6. Świętowanie w Wigilię Bożego Narodzenia i Sylwestra

Podczas gdy wielu moich przyjaciół otwierało prezenty w Boże Narodzenie, zawsze je otwierałem po zjedzeniu indyka i romerito w Wigilię Bożego Narodzenia. Dorastanie w Meksyku w USA oznacza, że nigdy nie poczujesz, jak to jest obudzić się w Boże Narodzenie i zbiegać po schodach, aby otworzyć prezenty. Bez obaw, zawsze lubiłem otwierać prezenty przed wszystkimi innymi.

Na Nowy Rok moi przyjaciele wiedzieli, że nigdy nie będę z nimi imprezować, ponieważ musiałem zrobić 12 winogron i szampana z rodzicami, siostrami, ciotkami, wujami i kuzynami. Gdy pierwszy raz spędziłem Sylwestra poza domem, czułem się społecznie niezdolny i byłem w takim szoku, że przegapiłem odliczanie.

7. Biorąc hiszpański za łatwy A

Jedną z fajnych zalet dorastania w Meksyku w USA jest umiejętność przechodzenia przez szkołę w języku obcym. Dla niektórych francuski może być całkiem atrakcyjny; dla innych niemiecki może być wyzwaniem; ale dla wielu hiszpański jest po prostu pożądanym żeglowaniem. Twoje umiejętności w zakresie hiszpańskiego sprawiły, że stałeś się osobą, z którą zawsze korzystali Twoi znajomi, którzy nie mówią po hiszpańsku.

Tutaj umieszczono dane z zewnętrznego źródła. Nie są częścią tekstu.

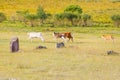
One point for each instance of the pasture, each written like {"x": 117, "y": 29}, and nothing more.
{"x": 84, "y": 59}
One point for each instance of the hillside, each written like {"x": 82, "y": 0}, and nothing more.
{"x": 100, "y": 10}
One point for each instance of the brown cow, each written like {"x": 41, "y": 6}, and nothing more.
{"x": 107, "y": 37}
{"x": 63, "y": 35}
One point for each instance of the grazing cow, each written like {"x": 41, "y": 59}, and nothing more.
{"x": 107, "y": 37}
{"x": 60, "y": 45}
{"x": 35, "y": 35}
{"x": 63, "y": 35}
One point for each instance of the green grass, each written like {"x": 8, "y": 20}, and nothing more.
{"x": 84, "y": 59}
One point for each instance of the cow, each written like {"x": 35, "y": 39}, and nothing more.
{"x": 63, "y": 36}
{"x": 35, "y": 35}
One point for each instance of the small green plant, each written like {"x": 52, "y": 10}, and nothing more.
{"x": 2, "y": 17}
{"x": 116, "y": 19}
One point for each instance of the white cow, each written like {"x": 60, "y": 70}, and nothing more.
{"x": 35, "y": 35}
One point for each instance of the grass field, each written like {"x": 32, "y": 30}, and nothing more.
{"x": 84, "y": 59}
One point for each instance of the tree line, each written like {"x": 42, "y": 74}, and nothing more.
{"x": 71, "y": 16}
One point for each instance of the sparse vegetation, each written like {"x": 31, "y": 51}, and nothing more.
{"x": 84, "y": 59}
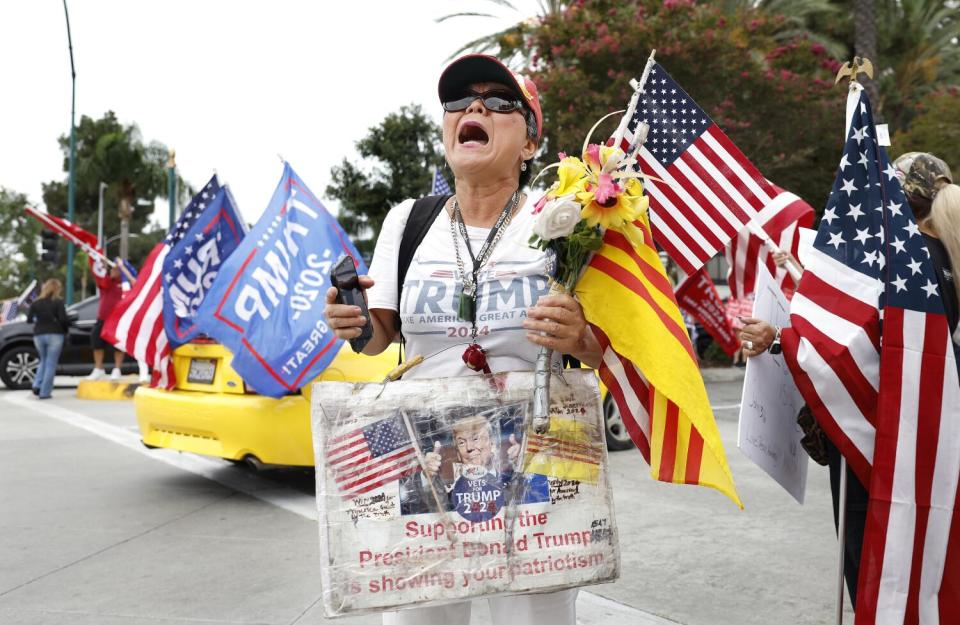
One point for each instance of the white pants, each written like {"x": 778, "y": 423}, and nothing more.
{"x": 554, "y": 608}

Aha, i radość z tego, że pan Stetson, popularny nauczyciel hiszpańskiego w mojej szkole, zawsze unikał mnie na korytarzach, bojąc się, że w końcu poprawię nawet jego najmniejszą próbę rozmowy ze mną.

8. Mając różne opcje Pucharu Świata

Nic we wszechświecie nie jest w stanie prześcignąć zabawy, podniecenia i całkowitego szaleństwa obserwowania drużyny w Pucharze Świata co cztery lata. W rzeczywistości jest coś: posiadanie dwóch drużyn, do których możesz naprawdę zadzwonić. Niezależnie od tego, czy oglądasz „futbol”, czy „piłkę nożną”, zawsze jest jedna drużyna, która odbierze Cię, gdy druga zawiedzie Cię.

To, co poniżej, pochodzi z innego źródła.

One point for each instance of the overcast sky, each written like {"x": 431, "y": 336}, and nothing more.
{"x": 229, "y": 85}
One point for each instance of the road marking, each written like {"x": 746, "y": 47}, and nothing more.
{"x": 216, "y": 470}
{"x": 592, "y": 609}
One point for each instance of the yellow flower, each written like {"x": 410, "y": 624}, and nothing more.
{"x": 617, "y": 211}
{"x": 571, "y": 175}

Szkoda, że w każdym Pucharze Świata, który pamiętam, żadna z moich drużyn nie awansowała poza ćwierćfinały. Gdybym tylko urodził się brazylijsko-włoski.

9. Docenienie „autentycznych” meksykańskich potraw z Meksyku vs. „pyszne” amerykańskie burrito

Wielu Amerykanów podróżuje do Meksyku tylko po to, by wrócić do domu rozczarowani jedzeniem, mówiąc, że to nie wystarczy „Meksykanin”, a kiedy Meksykanie odwiedzają USA, wracają do domu płacząc o tym, jak „nie-meksykańskie” meksykańskie jedzenie jest na północ od granicy. Dorastanie w Meksyku w Stanach Zjednoczonych daje ci możliwość cieszenia się i doceniania „amerykańskiego” burrito z fasolą, a jednocześnie możesz zasolić prawie całe jedzenie podczas podróży do Meksyku.

10. Trójjęzyczność: angielski, hiszpański i najfajniejszy język na świecie, hiszpański

Bycie dwujęzycznym jest całkiem fajne, ale bycie trójjęzycznym - szczególnie gdy Spanglish jest twoim trzecim językiem. Mówienie w języku hiszpańskim jest idealne, ponieważ kiedy mówisz po angielsku, zawsze są słowa, pomysły lub koncepcje, które są o wiele lepiej wyrażone w języku hiszpańskim i odwrotnie. Równie dobrze możesz aprovechar Spanglish uratować tiempo, prawda?

11. Łączenie wszystkich Latynosów jako „Meksykanów”

Wszyscy moi nie-meksykańscy latynoscy przyjaciele są przyzwyczajeni do nazywania się Meksykanami i większość z nich tego nienawidzi. Nie winię ich. Nie sądzę, by Amerykanin chciał nazywać się Kanadyjczykiem, czy Koreańczykiem, Japończykiem. Chociaż wielu ignorantów uważa, że wszyscy jesteśmy „Meksykanami”, nie jesteśmy. Uwielbiam jednak więź, którą dzielę z moimi latynoskimi braćmi i siostrami w USA.